Melalui acara tersebut, para pengunjuk kemudian paham, bahwa ia memiliki niatan yang sangat mulia dalam melakukan tur keliling Nusantara karena merasa khawatir akan punahnya seni musik tradisi Nusantara takkan tersisa untuk generasi yang akan datang.

"Selama ini mempelajari dan melakukan kajian tentang musik Indonesia serta merekamnya untuk generasi di masa depan masih dimungkinkan. Namun dalam beberapa tahun, di banyak tempat mungkin kesempatan ini sudah tidak ada lagi. Bahkan sekarang, banyak wilayah di mana dahulu tumbuh subur musik asli/lokal yang kompleks telah punah," Jaap Kunst pernah berpendapat.

Hal itu menjadi bukti terkait upaya yang dilakukan olehnya sudah sedemikian terlambat. Karena ia telah menemukan fakta terkait banyak di antara musik tradisi yang sudah hilang.

Nusi Lisabila, Kurator Pameran, turut angkat bicara. “Pada tahun 1930, dia (Kunst) merasa sudah telat datang ke Nias. Karena ia melihat sudah banyak hal-hal yang hilang. Tradisi yang hilang," ujar Nuri.

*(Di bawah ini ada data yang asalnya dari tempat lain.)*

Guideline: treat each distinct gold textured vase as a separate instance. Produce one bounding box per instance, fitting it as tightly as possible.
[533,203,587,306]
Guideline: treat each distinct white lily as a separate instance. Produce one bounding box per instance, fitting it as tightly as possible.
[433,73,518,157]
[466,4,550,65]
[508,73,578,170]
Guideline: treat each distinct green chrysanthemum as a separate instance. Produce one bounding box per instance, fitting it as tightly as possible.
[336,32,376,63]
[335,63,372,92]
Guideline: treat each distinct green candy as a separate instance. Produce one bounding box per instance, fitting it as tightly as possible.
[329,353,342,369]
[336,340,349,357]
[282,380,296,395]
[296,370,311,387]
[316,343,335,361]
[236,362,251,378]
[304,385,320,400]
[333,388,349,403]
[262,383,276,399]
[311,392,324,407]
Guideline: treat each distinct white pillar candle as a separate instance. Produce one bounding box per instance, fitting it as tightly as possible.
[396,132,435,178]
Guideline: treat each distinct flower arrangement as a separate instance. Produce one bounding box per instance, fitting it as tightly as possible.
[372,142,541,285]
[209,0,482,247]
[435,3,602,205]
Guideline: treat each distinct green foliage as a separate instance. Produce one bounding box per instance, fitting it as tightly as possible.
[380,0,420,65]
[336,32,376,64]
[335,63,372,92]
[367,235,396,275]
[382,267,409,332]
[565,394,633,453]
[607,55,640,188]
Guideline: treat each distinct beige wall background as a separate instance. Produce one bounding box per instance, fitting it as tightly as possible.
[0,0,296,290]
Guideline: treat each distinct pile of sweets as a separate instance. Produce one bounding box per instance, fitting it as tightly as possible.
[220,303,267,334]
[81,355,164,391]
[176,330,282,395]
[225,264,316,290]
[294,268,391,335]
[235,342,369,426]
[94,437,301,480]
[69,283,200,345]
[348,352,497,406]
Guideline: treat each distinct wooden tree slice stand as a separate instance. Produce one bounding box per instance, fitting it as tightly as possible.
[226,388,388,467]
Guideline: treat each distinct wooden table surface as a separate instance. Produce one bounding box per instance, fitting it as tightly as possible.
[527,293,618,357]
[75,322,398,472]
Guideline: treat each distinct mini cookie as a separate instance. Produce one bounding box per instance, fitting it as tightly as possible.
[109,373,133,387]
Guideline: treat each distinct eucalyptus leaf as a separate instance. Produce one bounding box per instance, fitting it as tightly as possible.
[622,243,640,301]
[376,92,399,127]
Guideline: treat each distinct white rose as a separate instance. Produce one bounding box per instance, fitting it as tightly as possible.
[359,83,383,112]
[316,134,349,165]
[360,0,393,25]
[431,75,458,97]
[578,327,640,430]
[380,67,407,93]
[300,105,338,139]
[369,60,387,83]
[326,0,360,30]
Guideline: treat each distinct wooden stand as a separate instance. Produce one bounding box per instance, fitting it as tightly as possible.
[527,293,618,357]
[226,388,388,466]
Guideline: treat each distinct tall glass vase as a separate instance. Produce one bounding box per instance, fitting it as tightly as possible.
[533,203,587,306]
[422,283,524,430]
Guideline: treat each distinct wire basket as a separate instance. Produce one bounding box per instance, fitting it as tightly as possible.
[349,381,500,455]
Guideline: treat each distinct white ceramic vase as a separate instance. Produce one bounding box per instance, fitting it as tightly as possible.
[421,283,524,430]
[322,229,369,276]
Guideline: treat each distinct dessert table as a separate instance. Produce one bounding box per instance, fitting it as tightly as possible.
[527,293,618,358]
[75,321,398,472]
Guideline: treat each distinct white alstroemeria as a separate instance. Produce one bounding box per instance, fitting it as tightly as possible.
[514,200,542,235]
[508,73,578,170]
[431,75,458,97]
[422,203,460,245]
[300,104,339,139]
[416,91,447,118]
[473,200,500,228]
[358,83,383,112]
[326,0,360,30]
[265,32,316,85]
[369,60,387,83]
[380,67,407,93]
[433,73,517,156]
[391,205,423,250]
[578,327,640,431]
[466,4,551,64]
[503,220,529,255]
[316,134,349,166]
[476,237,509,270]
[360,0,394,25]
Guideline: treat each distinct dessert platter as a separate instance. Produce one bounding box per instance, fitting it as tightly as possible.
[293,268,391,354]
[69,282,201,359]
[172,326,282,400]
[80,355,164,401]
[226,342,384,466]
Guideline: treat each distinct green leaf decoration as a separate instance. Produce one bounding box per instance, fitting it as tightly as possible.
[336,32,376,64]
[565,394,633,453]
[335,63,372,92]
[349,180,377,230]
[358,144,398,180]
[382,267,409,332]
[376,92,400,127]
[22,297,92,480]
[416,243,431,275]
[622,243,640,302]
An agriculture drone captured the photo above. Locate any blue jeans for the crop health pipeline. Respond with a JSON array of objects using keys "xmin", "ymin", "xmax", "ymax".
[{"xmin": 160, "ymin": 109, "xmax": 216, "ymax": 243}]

Nuri menambahkan, generasi sekarang sudah selayaknya berterima kasih pada sosok Jaap Kunst karena Kunst mengumpulkan pribadi, dari uang pribadi. "Sampai-sampai, katanya ia mengurangi jatah makannya untuk bisa membeli macam-macam dan bisa pergi ke mana-mana," tutur Nuri.

Senada seperti yang diungkap oleh Nuri, Musikolog Palmer Ken yang ditemui saat pemeran di Museum Nasional mengungkap pendapatnya. “Hal yang unik dari Jaap Kunst ialah ia orang satu-satunya etmusikolog yang berani keluar dari rumah masuk ke lapangan, masuk kampung, masuk desa, untuk cari musik," ujar Palmer.

Jika dibandingkan masa sekarang, sungguh kondisi yang banyak berbeda. Karena hanya dengan mengandalkan jaringan internet kita dapat menelusuri musik-musik tradisi tanpa harus beranjak, sebagai awalan langkah survei sebelum akhirnya terjun ke lokasi.

Selain itu, berbekal waktu yang tak banyak, alat rekam cenderung unik, serta tak praktis (berat, gampang pecah, rekaman sangat terbatas). Bagi Kunst, tak begitu masalah. Ia tetap semangat menelusuri para pemusik tradisi dalam proses latihannya hingga ikut langsung dalam ritual.

Hasilnya, tepat sebelum ke Belanda (untuk cuti bersama keluarga pada 7 maret 1934), Kunst telah memindahkan koleksi arsip musikologi yang dikelolanya. Sekitar 1000 alat musik, 325 rekaman silinder lilin, 700 positif kaca dan 450 slide telah dipindahkan ke Museum Nasional.

Sayangnya, karena alasan kesehatan dan tak tersedianya anggaran penelitian ke pedalaman Nusantara kembali, rencana Kunst kembali ke Hindia tak dapat terlaksana. Oleh karenanya, ia mulai menikmati hidup kembali di tanah kelahiran sebagai kurator di departemen antropologi Budaya pada Koloniaal Instituut (Tropenmuseum) di Amsterdam, Belanda pada tahun 1936.

Beranjak pada Tahun 1942 menjadi dosen khusus (tanpa gaji) di jurusan Musikologi Komparatif di Universitas Amsterdam dengan mengajar mata kuliah sejarah dan teori musik Jawa, menjadi dosen tamu di berbagai belahan dunia (seperti Prancis, Amerika Selatan & Amerika Utara) berbicara terkait musik. Hingga akhirnya Kunst meninggal akibat kanker, tepat pada usianya yang ke-69 tahun.

Meski Kunst tak pernah kembali lagi ke Indonesia, melalui semangatnya, penelitiannya, serta lusinan buku yang dihasilkan (Music in Nias, Music in Java, dan lain-lain), akan tetapi berkat orang-orang seperti Jaap Kunst lah ragam musik-musik unik bisa dinikmati hingga hari ini.

Filsuf Nietzsche (Filsuf) pernah bilang: “Without music life would be a mistake". Dari situ kita dapat kembali membuka cakrawala berpikir, bahwa hidup sungguh indah dengan hadirnya ragam musik, tak terkecuali musik tradisi.